Silence, on réprime le peuple en souffrance (Mamadou SY Albert)

La violence de l’État contre les manifestants à la Place de l’Indépendance de la semaine dernière est assurément une alerte à la société civile et à tous les acteurs politiques de la mouvance de l’opposition. La brutalité des forces de défense et de sécurité, l’usage de grenades lacrymogènes, les arrestations, l’infiltration de la marche par des policiers en tenue civile, constituent des signes  d’une volonté politique inavouable de réprimer avec férocité tous ceux qui sont tentés de manifester contre l’augmentation du prix de l’électricité.

Ce tournant d’une gestion anti-démocratique des libertés publiques et des droits d’expression ouvre les chemins à une violence contre le mécontentement grandissant des populations et de la jeunesse. La hausse du prix de l’électricité est une pilule que les consommateurs  sénégalais et des pans entiers des acteurs économiques privés ne digèrent point. Elle est impopulaire. Elle est inacceptable pour des raisons évidentes. C’est un peuple épris de justice sociale qui est contraint par l’État de participer malgré lui, financièrement, à la gestion d’une société nationale. Le ressentiment d’une décision arbitraire, brutale et injuste économiquement, ne souffre de doute entre la révolte et les lignes d’une révolte sociale contenue.

La société civile a pris ses responsabilités de manifester en portant sur ses épaules la colère populaire contre l’augmentation scandaleuse à ses yeux, d’un produit de consommation de masse. Il s’agit de défendre ni plus, ni moins, le pouvoir d’achat des populations, des travailleurs. C’est au gouvernement par contre de  mener une réflexion susceptible de trouver d’autres solutions que la hausse à des difficultés réelles ou imaginaires de la gouvernance d’une entreprise.

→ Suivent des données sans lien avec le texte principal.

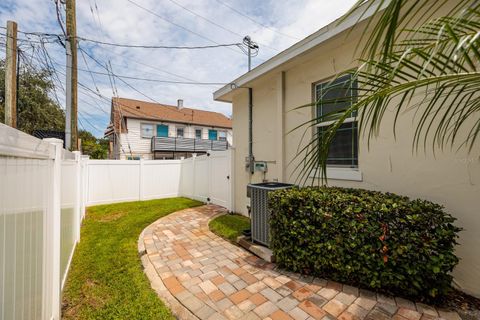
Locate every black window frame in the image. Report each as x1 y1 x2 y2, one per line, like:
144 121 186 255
313 73 359 168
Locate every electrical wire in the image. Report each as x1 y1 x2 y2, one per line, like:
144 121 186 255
127 0 256 55
78 46 228 86
77 37 246 50
216 0 301 41
165 0 281 52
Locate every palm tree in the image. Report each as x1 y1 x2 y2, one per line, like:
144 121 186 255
296 0 480 184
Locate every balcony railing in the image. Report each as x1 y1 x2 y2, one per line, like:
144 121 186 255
152 137 228 152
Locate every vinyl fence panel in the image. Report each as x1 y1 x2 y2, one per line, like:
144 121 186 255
0 124 85 320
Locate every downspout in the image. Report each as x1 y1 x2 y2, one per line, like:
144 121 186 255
248 88 255 175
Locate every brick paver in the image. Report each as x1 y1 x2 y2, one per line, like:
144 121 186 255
139 205 460 320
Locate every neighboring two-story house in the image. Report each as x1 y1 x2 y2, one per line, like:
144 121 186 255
105 98 232 160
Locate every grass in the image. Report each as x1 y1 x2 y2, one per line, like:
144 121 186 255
208 214 250 242
62 198 201 320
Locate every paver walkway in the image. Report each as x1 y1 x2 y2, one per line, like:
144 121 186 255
139 205 460 320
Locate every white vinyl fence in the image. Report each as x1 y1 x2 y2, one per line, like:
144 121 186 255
87 150 232 210
0 123 233 320
0 124 86 320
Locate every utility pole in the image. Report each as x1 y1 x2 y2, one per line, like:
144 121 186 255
5 21 17 128
243 36 258 175
243 36 258 71
65 0 78 151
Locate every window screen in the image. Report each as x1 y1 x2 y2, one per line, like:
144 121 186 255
315 75 358 167
177 128 184 138
141 123 154 138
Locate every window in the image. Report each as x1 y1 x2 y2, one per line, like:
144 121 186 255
208 130 217 140
177 128 184 138
315 75 358 168
157 124 168 137
140 123 154 138
218 131 227 141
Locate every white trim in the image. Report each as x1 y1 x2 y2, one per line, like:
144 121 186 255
213 1 382 102
140 122 157 139
310 167 363 181
316 117 357 128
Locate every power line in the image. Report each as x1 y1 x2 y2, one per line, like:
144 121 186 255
78 46 227 86
77 37 246 50
165 0 280 52
0 26 251 53
216 0 300 41
127 0 255 55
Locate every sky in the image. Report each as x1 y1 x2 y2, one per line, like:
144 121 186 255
0 0 356 137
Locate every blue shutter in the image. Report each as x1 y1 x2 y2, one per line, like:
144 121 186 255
157 124 168 137
208 130 217 140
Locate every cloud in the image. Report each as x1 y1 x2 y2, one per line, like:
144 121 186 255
0 0 355 136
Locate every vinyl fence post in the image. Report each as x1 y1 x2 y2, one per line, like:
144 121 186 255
73 151 82 242
138 158 144 201
82 156 90 210
44 138 63 320
188 154 194 200
80 156 90 220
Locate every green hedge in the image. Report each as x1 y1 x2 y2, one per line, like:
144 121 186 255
269 187 460 299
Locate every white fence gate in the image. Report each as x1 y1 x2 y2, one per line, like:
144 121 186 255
180 150 233 210
0 124 233 320
87 150 233 210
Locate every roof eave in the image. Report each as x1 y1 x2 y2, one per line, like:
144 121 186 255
213 1 382 102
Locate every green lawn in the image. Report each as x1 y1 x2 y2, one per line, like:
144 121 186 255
208 214 250 242
63 198 201 320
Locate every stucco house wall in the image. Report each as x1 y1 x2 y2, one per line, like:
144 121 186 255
222 3 480 296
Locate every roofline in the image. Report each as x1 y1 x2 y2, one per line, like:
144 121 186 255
111 97 229 119
123 115 233 129
213 0 382 102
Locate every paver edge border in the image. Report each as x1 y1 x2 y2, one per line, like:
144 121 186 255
137 204 227 320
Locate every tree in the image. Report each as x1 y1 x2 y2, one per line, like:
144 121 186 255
297 0 480 183
78 130 109 159
0 60 65 134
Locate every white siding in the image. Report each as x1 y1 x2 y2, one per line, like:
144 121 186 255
119 118 233 160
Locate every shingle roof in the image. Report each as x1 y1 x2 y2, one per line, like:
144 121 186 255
112 98 232 128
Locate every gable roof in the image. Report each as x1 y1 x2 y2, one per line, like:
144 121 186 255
213 0 382 102
112 98 232 129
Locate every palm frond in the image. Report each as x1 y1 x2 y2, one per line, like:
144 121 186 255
292 0 480 183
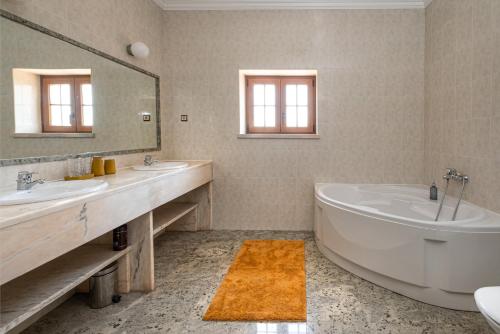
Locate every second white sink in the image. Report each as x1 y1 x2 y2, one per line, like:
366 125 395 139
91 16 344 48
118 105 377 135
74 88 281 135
0 180 108 206
132 161 189 171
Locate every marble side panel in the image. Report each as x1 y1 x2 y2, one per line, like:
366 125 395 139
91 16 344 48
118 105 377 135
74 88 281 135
22 231 493 334
0 163 212 284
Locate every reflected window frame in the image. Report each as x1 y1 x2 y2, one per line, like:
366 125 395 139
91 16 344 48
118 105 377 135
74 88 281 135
40 75 92 133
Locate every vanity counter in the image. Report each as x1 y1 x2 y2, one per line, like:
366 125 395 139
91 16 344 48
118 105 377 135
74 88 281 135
0 161 213 284
0 160 212 231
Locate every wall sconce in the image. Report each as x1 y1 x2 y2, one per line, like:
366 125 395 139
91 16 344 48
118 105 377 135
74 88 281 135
127 42 149 59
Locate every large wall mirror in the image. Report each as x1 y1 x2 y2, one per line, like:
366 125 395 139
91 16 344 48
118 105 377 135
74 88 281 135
0 11 161 166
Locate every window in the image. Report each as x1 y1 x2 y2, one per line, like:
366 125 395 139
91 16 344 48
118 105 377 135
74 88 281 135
245 76 316 134
41 75 94 133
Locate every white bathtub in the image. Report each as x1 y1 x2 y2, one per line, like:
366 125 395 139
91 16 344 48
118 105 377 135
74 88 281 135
314 184 500 311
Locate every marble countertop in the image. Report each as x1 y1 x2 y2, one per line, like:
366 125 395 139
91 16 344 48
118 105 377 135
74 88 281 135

La société civile entend refuser, de manière pacifique, contre une décision éminemment politique et ses conséquences néfastes sur les ménages, singulièrement les foyers sociaux les plus affectés par l’impact de la crise économique et sociale. La marche pacifique autorisée ou non et  les principes  régissant l’État de droit responsable devant son peuple, ne sont guère en opposition. Ces principes régissant la vie démocratique vont plutôt ensemble dans une démocratie pluraliste mature. La répression de la marche citoyenne de la semaine dernière interpelle notre conscience nationale : le respect de notre Constitution.

Le Sénégal devrait tourner définitivement cette page sombre de la mise en berne de notre charte fondamentale pour des raisons gouvernementales abusives, partisanes ou des intérêts de groupes au pouvoir. La majorité au pouvoir doit mettre fin à un État de droit fonctionnant à deux vitesses politiques, suivant que l’on soutient le pouvoir ou que l’on s’inscrit en opposition à ses décisions. Être pour ou contre, dans une démocratie, est de l’ordre du normal, de l’acceptable et de la pluralité des opinions.

La brutalité des forces de sécurité ne relève guère d’une consigne de police à prendre à la légère. Elle est préméditée. Elle est massive. Elle est aveugle. L’usage des grenades lacrymogènes contre des manifestants civils, les arrestations des acteurs politiques et des journalistes en exercice, n’honorent guère notre démocratie et l’État de droit. L’infiltration de la marche par des hommes soupçonnés à tort ou à raison travailler au service de la police, rappelle les pratiques sécuritaires d’un autre âge de la démocratie. Ces méthodes dignes des dictatures en perte de vitesse ont nourri dans le passé des disparitions, des meurtres et des abus de pouvoirs contre des adversaires encombrants.

La violence a été exercée en prison contre un acteur de la société civile, précisément, le docteur, Babacar Diop, enseignant-chercheur à l’Université Cheikh Anta Diop. Ces actes condamnables d’une violence étatique massive  trompent difficilement au sujet de la volonté de réprimer toute protestation contre la hausse du prix de l’électricité et les prochaines mesures gouvernementales.

La violence étatique est en train de s’installer au Sénégal, dans la rue publique, dans les campus sociaux et dans les prisons. Le glissement de l’État de droit vers un État policier au service du gouvernement peu soucieux du respect de la Constitution et des libertés est une menace très sérieuse. Les méthodes de gouvernance du pouvoir républicain semblent privilégier progressivement la répression tantôt sélective contre des radicaux, tantôt massive à travers les arrestations, l’usage de grenades lacrymogène, le musèlement de la presse et de l’opinion publique nationale.

Cette perspective autoritariste se dessine à l’horizon et interpelle les démocrates, les acteurs politiques et ceux de la société civile. L’État de droit doit être plus que jamais protégé. La répression et les arrestations n’ont jamais mis fin à la marche démocratique et aux protestations légitimes du peuple. Elle a fini toujours par créer les conditions d’une révolte populaire contre l’injustice sociale, les privations des libertés collectives et individuelles.